Document Type

Article

Publication Date

2011

Abstract

In the fall 2007 issue of the Journal of Legal Education, Professor James Jones shared his deeply personal, remarkable, ongoing, story of living, struggling and succeeding as a law professor with bipolar disorder (James T.R. Jones, Walking the Tightrope of Bipolar Disorder: The Secret Life of a Law Professor, 57 J. LEGAL ED. 349 (2007). His essay ended with an invitation to other members of the legal academy to contact him or Professor Elyn Saks, author of an extraordinary memoir about her life with schizophrenia, (ELYN R. SAKS, THE CENTER CANNOT HOLD (2007)) if interested in forming a confidential support group for legal academics with mental illness. This is my public response to Professor Jones’ invitation.

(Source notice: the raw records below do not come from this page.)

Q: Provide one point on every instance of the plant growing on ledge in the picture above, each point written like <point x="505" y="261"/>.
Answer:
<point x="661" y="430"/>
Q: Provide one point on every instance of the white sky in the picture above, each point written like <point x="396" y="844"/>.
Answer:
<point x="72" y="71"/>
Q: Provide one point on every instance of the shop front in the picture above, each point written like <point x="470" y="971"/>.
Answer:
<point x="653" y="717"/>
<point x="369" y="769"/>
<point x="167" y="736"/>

I, too, have struggled with a mental disorder. Luckily, however, unlike that of Professor James Jones or Elyn Saks, my story is one of episodic, not chronic, mental illness. Over the course of more than three decades, I have suffered six episodes of major clinical depression. However, I have been blessed with a combination of compassionate, loving people, wise professionals, a fair amount of good luck, and a basically optimistic and resilient personality. With the consistent support of family, friends, empathetic employers, and caring psychiatrists, I have, despite it all, thrived.

I share my story for several reasons. One is to join Professor Jones’ and Dean Saks’ brave campaigns to help de-stigmatize, to normalize, mental illness generally, and among the legal academy in particular. Another is my supposition that there are more law professors who have suffered from clinical depression similar to what I have experienced than have coped with either schizophrenia or bipolar disorder. Finally, I hope to inspire others who have born mental illness to use their own experiences, when feasible, to help their students, colleagues, and the practicing bar.